Italia, terra di opere incompiute: sono 868, per 4 miliardi di Euro sprecati

25/02/2016 di Redazione
Italia, terra di opere incompiute: sono 868, per 4 miliardi di Euro sprecati

Il Codacons, sulla base dei dati disponibili dall'Anagrafe delle opere, ha denunciato la presenza di 868 opere incompiute sul suolo italiano nel 2014, 176 in più dell'anno precedente. Lo spreco complessivo per lo Stato italiano è stato di 4 miliardi, circa 166 euro per famiglia. E per completarle occorrerebbero altri 1,4 miliardi. È la Sicilia la regione con la concentrazione maggiore di "incompiuti" con 215 costruzioni lasciate in corso d'opera.
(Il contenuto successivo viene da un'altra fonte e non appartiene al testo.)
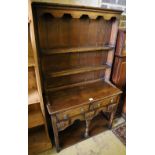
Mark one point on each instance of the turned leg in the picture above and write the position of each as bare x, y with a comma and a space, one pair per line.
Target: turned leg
56, 135
86, 135
112, 117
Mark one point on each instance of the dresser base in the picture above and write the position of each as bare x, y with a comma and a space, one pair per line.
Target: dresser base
75, 133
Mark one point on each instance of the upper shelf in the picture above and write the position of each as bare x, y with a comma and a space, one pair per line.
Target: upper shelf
76, 49
77, 71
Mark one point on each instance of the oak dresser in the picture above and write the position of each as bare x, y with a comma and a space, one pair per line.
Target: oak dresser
75, 55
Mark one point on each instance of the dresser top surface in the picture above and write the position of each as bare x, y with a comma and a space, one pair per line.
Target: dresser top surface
80, 95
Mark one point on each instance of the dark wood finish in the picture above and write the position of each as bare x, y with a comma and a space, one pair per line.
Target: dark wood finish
75, 52
38, 138
119, 67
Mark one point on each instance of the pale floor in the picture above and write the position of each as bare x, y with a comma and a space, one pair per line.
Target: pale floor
105, 143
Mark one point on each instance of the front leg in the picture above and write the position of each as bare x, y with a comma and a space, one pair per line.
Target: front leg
56, 135
112, 114
86, 135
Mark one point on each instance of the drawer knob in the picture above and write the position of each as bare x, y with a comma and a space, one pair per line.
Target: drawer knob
112, 100
98, 104
91, 99
82, 111
65, 116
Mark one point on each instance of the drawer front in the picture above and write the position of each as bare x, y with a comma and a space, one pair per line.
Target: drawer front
62, 125
72, 112
103, 103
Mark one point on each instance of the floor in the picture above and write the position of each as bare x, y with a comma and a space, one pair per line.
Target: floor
105, 143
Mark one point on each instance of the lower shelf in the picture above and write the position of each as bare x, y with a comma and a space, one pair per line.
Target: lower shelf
38, 140
75, 133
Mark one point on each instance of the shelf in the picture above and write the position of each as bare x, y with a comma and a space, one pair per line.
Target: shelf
77, 71
77, 49
35, 118
33, 97
38, 141
79, 95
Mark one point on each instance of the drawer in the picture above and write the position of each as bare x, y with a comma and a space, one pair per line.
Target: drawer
72, 112
105, 102
62, 125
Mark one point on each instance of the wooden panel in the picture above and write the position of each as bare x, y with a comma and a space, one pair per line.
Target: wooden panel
30, 52
72, 80
35, 116
38, 141
33, 96
79, 95
72, 61
77, 49
78, 70
32, 85
59, 33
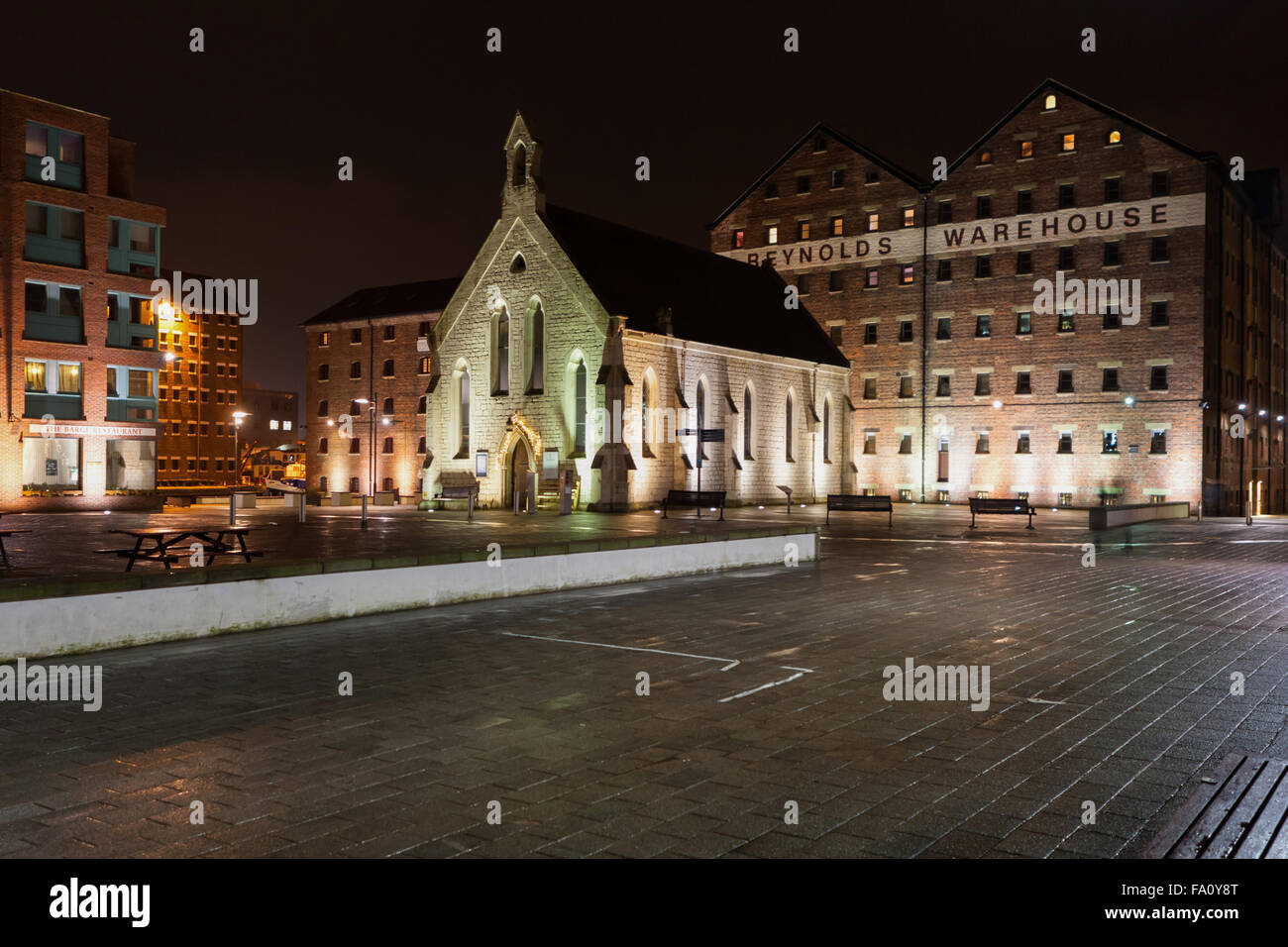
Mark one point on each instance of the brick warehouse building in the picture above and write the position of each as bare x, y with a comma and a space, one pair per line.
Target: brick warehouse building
366, 354
201, 377
77, 257
965, 386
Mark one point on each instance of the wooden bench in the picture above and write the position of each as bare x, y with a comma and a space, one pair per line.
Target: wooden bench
855, 502
1000, 506
4, 554
460, 492
694, 499
133, 554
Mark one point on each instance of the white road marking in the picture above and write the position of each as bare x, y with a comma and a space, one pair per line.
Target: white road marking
732, 663
773, 684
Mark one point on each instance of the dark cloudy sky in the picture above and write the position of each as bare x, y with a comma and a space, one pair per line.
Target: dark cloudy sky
241, 142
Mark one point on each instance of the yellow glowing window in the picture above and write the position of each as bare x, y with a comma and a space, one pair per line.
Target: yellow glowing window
35, 373
68, 379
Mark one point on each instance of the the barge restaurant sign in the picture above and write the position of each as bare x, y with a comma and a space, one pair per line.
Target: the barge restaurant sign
89, 431
1107, 221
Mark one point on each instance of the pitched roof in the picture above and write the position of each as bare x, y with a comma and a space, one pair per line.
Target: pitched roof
712, 299
1052, 85
901, 172
428, 295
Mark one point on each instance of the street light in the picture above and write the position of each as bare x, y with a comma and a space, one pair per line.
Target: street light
237, 416
372, 470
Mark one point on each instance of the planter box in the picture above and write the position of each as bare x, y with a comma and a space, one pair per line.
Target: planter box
1109, 517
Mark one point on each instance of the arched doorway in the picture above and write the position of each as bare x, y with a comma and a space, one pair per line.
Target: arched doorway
520, 463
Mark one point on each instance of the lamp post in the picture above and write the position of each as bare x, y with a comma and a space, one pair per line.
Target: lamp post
372, 466
237, 416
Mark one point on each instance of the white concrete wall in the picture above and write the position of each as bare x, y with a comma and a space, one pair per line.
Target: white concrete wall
37, 628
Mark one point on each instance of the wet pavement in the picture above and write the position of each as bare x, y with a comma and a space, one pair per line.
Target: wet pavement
1111, 684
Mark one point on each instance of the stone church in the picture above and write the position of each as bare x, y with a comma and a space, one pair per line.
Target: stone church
585, 351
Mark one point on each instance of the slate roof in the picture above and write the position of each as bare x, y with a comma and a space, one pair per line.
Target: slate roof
823, 129
712, 299
374, 302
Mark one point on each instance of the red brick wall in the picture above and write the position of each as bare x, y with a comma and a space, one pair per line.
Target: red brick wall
1184, 281
406, 427
97, 204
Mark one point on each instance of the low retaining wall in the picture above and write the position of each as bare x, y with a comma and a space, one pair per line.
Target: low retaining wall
1109, 517
64, 617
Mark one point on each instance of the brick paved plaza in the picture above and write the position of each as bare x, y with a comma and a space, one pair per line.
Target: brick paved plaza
1109, 684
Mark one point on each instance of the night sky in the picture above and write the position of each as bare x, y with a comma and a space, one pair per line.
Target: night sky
240, 144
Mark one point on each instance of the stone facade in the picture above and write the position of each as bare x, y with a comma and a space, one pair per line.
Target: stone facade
524, 287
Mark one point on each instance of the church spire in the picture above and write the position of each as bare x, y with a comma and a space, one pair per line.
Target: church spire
523, 187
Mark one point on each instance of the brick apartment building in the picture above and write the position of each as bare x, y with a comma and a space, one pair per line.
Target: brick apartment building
77, 257
965, 386
368, 361
200, 389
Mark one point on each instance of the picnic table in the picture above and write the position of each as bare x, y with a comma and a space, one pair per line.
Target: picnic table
163, 539
4, 534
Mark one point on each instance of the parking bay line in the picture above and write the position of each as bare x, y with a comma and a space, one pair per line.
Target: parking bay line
730, 663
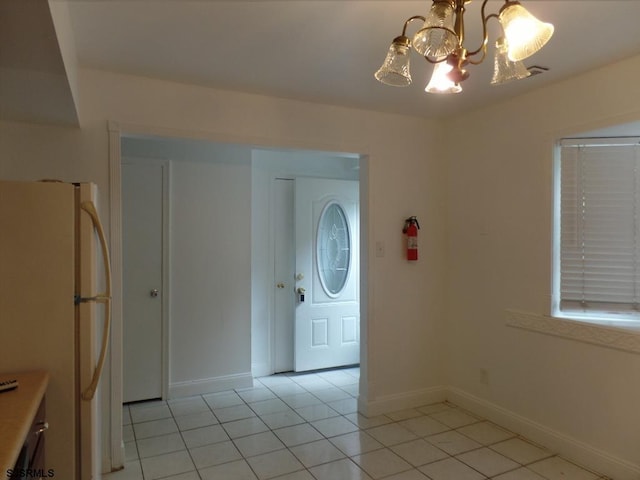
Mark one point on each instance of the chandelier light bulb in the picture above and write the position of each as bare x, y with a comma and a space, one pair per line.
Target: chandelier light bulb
440, 81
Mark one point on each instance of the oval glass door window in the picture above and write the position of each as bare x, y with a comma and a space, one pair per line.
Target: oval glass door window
333, 245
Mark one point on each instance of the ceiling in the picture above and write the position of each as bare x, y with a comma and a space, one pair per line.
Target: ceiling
327, 50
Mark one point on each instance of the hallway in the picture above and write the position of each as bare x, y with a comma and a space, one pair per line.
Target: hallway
306, 427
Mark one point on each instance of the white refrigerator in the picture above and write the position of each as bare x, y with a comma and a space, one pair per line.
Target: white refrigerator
53, 264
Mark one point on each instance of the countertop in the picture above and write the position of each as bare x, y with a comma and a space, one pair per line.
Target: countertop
18, 408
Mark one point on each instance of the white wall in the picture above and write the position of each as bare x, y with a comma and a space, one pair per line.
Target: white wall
579, 398
403, 303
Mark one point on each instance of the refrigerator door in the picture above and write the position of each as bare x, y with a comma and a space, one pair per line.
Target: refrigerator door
92, 327
37, 263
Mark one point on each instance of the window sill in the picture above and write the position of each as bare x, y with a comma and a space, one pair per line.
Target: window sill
617, 335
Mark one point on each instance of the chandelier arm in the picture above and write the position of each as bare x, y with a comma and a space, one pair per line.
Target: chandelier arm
436, 61
485, 34
409, 20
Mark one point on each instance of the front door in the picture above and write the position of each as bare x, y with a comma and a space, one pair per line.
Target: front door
327, 305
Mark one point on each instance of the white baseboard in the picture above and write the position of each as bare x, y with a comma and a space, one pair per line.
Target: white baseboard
261, 370
210, 385
402, 401
557, 442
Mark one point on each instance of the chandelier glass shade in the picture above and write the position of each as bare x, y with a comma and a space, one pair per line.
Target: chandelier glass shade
441, 41
505, 70
395, 69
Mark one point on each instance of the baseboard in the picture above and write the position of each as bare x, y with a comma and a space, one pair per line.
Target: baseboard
210, 385
261, 370
402, 401
557, 442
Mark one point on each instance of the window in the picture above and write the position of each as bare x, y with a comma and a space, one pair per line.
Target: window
597, 229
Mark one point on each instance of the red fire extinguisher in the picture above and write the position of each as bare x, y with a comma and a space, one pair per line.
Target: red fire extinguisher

Ma anche le altre regioni non sono da meno: in Abruzzo, le infrastrutture non portate a termine sono passate dalle 33 del 2013 alle 40 del 2014; in Calabria si è passati dalle 64 incompiute del 2013 alle 93 nel 2014, mentre in Lombardia in un anno le opere non terminate sono passate da 19 a 35. Male anche la Puglia: 59 nel 2013, 81 nel 2014. Quello delle opere incompiute è un flagello che attanaglia il Belpaese dagli anni Sessanta, con porti, dighe, ospedali e strade mai terminati o mai utilizzati e lasciati in stato di abbandono. Strutture che spesso non hanno tenuto conto degli elevati costi di gestione che il loro funzionamento avrebbe comportato. Saltano particolarmente all'occhio quelle opere che, al di là della loro utilità, sarebbero dovute diventare - secondo il parere di chi le ha fortemente volute - il fiore all'occhiello delle città che le ospitavano e commissionate ai cosiddetti archistar: il risultato è sotto gli occhi di tutti. Il record assoluto dello spreco spetta senza dubbio alla Città dello sport di Tor Vergata a Roma, costata finora ai cittadini 607 milioni di Euro: lo spettacolo, a oggi, è quello dello scheletro della Vela di Calatrava. Lo stesso architetto che ha realizzato il costosissimo e delicatissimo ponte di vetro a Venezia, che oggi per mancanza di fondi, sta diventano pian piano un normalissimo ponte d'asfalto per i costi troppo alti della sua manutenzione. Insomma, la geografia del nostro Paese è segnata da grandi opere incompiute o addirittura inutili e dannose. Di pari passo alle grandi opere, sono sbocciate anche lotte che da nord a sud provano a opporsi allo scempio del territorio: comitati segnato dal NO si trovano ovunque, contro strade, stazioni, ferrovie.